Una trentina di morti, aggressioni e arresti ovunque, colpi di arma da fuoco, denunce di sparizioni. “Ci stanno uccidendo”, affermano i manifestanti, tra cui molti e molte giovani, che da giorni si mobilitano contro la gestione governativa dell’emergenza sanitaria. Colpisce e scandalizza il livello di violenza criminale della polizia e dell’esercito agli ordini del presidente Iván Duque, complice e seguace di Álvaro Uribe, lider della destra colombiana e anch’egli criminale democratico responsabile di migliaia di morti innocenti dietro il pretesto della lotta contro le guerriglie.
La Colombia è un paese storicamente segnato dalla violenza: delle forze repressive statali, dei paramilitari e delle guerriglie del narcotraffico; non sorprende che la principale risposta dello Stato di fronte alla protesta sia la violenza, che svela la brutalità di tutte le democrazie e in particolare di quella colombiana.

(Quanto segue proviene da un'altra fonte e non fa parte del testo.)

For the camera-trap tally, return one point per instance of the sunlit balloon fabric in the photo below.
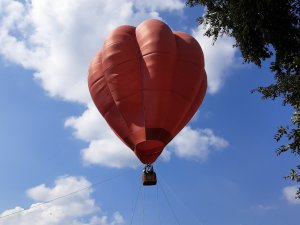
(147, 82)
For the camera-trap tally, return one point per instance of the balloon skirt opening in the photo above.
(148, 151)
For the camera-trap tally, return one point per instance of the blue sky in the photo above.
(221, 169)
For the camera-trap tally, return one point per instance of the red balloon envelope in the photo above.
(148, 82)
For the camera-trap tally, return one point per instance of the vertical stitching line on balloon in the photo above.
(121, 115)
(142, 92)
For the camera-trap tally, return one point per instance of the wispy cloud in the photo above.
(57, 39)
(69, 210)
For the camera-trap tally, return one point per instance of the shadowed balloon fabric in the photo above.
(148, 82)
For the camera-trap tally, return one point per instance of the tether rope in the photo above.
(64, 196)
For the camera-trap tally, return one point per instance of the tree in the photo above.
(265, 29)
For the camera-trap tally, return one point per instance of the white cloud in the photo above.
(219, 58)
(109, 152)
(289, 193)
(58, 38)
(196, 144)
(160, 5)
(78, 209)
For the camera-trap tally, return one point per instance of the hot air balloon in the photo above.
(147, 82)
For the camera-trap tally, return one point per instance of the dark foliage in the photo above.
(265, 29)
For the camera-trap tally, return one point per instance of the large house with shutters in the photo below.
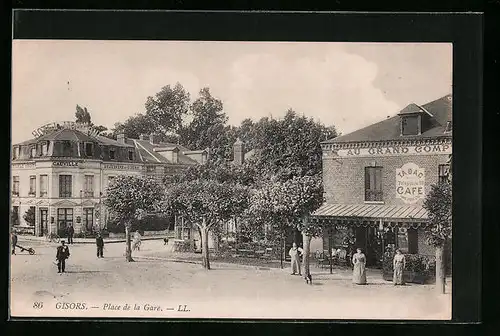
(376, 179)
(62, 174)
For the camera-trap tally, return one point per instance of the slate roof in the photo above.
(392, 212)
(439, 112)
(148, 155)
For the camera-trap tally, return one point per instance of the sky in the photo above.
(349, 85)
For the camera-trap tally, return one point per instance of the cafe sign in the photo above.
(395, 150)
(410, 181)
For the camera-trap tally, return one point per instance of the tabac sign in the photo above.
(410, 181)
(396, 150)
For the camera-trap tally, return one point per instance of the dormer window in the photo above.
(449, 127)
(89, 149)
(45, 148)
(410, 125)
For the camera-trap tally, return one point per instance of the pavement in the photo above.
(161, 284)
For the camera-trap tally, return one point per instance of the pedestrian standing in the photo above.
(359, 271)
(399, 264)
(71, 232)
(100, 245)
(61, 256)
(14, 242)
(295, 253)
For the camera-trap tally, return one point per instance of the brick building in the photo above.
(376, 179)
(63, 172)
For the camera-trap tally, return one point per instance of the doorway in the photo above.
(44, 229)
(64, 219)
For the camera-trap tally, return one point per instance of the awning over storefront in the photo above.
(372, 212)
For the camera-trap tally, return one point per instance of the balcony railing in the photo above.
(373, 195)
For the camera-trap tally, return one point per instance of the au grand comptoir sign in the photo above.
(410, 183)
(396, 150)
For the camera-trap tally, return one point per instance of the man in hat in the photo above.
(100, 245)
(61, 256)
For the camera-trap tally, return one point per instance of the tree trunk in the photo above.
(128, 245)
(204, 248)
(307, 251)
(440, 270)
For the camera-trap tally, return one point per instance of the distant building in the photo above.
(63, 172)
(376, 179)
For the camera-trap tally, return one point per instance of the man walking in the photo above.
(100, 245)
(14, 242)
(71, 232)
(61, 256)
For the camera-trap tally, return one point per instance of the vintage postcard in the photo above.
(269, 180)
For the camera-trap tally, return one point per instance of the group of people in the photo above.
(359, 265)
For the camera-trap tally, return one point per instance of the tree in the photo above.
(168, 108)
(439, 229)
(29, 216)
(135, 125)
(82, 115)
(288, 203)
(208, 128)
(207, 203)
(130, 198)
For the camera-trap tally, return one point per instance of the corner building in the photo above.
(376, 179)
(62, 174)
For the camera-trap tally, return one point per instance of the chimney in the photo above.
(121, 138)
(238, 152)
(153, 139)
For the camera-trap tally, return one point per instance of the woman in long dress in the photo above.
(359, 271)
(399, 264)
(295, 253)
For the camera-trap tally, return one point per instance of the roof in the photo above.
(148, 154)
(378, 211)
(439, 111)
(67, 134)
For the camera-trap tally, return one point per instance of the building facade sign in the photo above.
(66, 163)
(410, 183)
(122, 167)
(396, 150)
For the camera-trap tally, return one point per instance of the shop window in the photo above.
(443, 172)
(89, 149)
(65, 185)
(410, 125)
(32, 185)
(43, 185)
(89, 186)
(15, 185)
(373, 184)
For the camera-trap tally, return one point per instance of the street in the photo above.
(154, 287)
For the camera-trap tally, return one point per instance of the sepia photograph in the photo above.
(231, 179)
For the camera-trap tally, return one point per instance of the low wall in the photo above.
(165, 233)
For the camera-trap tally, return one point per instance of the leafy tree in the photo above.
(207, 203)
(288, 204)
(29, 216)
(168, 108)
(130, 198)
(438, 205)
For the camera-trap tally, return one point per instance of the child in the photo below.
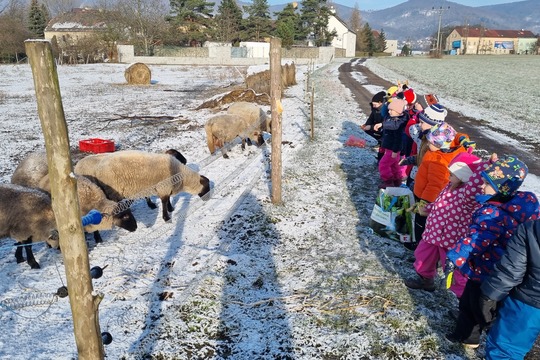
(433, 173)
(393, 125)
(503, 208)
(518, 324)
(449, 217)
(374, 118)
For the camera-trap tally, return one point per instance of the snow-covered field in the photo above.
(235, 277)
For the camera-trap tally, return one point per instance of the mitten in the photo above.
(449, 269)
(488, 308)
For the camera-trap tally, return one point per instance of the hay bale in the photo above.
(138, 74)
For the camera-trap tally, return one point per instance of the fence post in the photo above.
(65, 202)
(275, 102)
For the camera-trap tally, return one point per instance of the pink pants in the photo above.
(389, 168)
(427, 256)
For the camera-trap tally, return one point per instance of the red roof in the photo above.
(483, 32)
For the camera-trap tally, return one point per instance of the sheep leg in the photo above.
(165, 206)
(29, 254)
(97, 237)
(151, 205)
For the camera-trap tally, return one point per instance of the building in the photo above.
(465, 40)
(345, 38)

Ad oggi, nonostante le denunce dei difensori dei diritti umani e degli organismi internazionali, Duque continua a difendere l’operato della polizia, impegnata contro il presunto “vandalismo” dei manifestanti. È un fatto molto grave.

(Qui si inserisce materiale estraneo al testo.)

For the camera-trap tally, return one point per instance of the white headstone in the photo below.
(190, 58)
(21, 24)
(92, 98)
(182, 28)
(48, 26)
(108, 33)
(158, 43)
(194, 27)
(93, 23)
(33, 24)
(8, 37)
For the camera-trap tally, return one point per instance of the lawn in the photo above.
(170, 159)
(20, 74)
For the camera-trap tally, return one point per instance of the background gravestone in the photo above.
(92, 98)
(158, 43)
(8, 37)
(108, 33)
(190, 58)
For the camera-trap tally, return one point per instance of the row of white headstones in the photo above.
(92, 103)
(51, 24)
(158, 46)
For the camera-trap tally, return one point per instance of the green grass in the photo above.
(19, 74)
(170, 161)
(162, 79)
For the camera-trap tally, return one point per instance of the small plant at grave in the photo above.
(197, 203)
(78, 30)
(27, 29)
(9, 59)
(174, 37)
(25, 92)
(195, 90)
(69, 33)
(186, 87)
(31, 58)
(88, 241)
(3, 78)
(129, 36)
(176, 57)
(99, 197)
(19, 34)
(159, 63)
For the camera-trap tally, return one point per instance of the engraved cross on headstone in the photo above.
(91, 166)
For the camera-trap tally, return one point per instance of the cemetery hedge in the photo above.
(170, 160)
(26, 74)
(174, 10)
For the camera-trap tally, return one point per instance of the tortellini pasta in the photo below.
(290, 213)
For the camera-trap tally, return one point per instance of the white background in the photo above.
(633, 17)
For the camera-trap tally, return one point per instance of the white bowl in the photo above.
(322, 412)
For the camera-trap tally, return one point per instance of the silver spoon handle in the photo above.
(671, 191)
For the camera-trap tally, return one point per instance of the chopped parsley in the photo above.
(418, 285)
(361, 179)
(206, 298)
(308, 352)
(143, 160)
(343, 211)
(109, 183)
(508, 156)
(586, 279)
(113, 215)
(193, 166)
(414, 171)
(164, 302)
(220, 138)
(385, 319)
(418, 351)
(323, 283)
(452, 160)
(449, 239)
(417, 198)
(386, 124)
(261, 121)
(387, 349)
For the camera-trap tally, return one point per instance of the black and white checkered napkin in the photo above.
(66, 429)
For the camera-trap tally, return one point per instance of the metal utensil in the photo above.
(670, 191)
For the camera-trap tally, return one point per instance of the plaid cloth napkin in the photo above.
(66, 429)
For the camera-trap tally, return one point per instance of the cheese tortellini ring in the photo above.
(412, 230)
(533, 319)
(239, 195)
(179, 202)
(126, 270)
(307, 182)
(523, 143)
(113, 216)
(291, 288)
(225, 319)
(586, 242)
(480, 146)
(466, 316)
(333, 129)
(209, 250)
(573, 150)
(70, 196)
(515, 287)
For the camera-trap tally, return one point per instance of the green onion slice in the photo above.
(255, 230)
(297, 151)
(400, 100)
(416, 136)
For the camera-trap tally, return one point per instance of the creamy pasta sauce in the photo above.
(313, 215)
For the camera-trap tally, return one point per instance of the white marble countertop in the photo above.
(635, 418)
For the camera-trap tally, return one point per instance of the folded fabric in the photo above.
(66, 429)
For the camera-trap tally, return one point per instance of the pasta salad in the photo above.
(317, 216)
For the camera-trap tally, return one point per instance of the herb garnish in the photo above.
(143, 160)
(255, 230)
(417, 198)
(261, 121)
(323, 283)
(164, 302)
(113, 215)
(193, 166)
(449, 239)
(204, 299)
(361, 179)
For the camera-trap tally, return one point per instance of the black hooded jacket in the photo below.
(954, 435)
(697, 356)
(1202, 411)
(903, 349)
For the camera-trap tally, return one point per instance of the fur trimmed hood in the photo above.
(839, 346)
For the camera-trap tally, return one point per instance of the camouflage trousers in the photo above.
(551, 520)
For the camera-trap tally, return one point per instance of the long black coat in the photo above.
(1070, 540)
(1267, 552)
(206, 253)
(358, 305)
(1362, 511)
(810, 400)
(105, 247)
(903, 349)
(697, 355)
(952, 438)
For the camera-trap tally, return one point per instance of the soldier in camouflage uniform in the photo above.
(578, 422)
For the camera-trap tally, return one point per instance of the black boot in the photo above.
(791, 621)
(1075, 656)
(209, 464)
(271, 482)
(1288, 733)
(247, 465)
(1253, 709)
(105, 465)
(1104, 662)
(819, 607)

La protesta spontanea, generalmente pacifica, è cominciata a fine aprile contro la riforma fiscale promossa dalla burocrazia, oggi ritirata. Essa prevedeva ancor più sacrifici per una popolazione già sofferente a causa della rapida crescita del contagio da coronavirus e per una diffusione della povertà oltre il 40%. La disumanità della politica democratica sembra non avere limiti. Ora più che mai la gente comune ha bisogno di tutta la nostra solidarietà.